33Dies ist hier der Fall. Allerdings ist eine Abschiebung des Klägers nicht bereits aufgrund von Abschiebungsverboten ausgeschlossen. Angehörige der Volksgruppe der Roma sind in der ehemaligen Republik Jugoslawien weder der Gefahr einer politischen Gruppenverfolgung noch allgemein einer "erheblichen konkreten Gefahr für Leib, Leben oder Freiheit" im Sinne von § 60 Abs. 7 Aufenthaltsgesetz ausgesetzt (vgl. VG Düsseldorf, Az.: 15 K 5809/04 m.w.N.). Einer Rückführung in das Kosovo stehen daher insoweit Hindernisse nicht entgegen.
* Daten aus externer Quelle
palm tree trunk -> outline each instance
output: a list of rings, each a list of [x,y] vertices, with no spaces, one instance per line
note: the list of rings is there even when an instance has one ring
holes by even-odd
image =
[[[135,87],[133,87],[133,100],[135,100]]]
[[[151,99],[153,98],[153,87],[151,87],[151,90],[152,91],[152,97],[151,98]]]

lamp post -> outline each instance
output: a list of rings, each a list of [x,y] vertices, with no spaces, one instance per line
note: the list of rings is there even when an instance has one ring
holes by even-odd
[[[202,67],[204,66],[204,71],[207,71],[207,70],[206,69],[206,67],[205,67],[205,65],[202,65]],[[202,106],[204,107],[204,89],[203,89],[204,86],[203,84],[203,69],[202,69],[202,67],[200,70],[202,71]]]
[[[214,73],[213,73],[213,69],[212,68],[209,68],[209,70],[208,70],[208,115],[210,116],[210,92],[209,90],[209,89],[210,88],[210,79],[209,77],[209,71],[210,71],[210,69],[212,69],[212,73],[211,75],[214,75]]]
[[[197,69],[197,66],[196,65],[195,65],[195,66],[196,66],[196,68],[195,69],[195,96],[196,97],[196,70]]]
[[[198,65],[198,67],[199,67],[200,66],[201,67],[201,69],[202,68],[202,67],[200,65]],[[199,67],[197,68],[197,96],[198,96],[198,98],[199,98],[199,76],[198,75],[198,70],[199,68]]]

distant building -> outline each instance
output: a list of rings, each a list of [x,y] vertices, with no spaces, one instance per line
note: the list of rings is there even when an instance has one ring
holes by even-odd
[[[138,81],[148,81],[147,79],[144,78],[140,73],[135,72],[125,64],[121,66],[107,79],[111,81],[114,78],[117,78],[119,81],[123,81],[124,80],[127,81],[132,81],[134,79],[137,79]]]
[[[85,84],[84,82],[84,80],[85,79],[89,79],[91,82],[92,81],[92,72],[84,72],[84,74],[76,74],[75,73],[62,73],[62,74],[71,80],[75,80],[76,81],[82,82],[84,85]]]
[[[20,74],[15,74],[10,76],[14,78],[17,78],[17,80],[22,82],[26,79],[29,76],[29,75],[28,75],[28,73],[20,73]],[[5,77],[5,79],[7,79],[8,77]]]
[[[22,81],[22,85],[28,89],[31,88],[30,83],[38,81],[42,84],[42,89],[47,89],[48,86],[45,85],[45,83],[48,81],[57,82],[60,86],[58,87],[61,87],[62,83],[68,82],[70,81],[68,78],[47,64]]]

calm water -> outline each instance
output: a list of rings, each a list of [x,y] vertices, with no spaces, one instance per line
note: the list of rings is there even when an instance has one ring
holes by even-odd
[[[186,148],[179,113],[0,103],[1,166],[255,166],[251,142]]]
Der Kläger ist jedoch ausweislich des amtsärztlichen Gutachtens von Frau Dr. B., Ärztlicher Dienst der Stadt Oberhausen, vom 07.11.2006 aufgrund eines bedrohlich erhöhten Blutdrucks derzeit nicht flugtauglich. Damit kommt eine Abschiebung auf dem Luftwege aktuell nicht in Betracht. Denn bei krankheitsbedingter Reiseunfähigkeit handelt es sich um ein Abschiebungshindernis tatsächlicher Art (vgl. Renner, Ausländerrecht, 8. Auflage, § 25 Aufenthaltsgesetz, RNr. 33). Anhaltspunkte für ein Vertretenmüssen des Klägers sind nicht ersichtlich. Darüber hinaus ist angesichts der aktenkundigen Erkrankungen in absehbarer Zeit mit einer Änderung der Sachlage nicht zu rechnen.
34Der Kläger hält sich auch rechtmäßig im Geltungsbereich des SGB IX auf.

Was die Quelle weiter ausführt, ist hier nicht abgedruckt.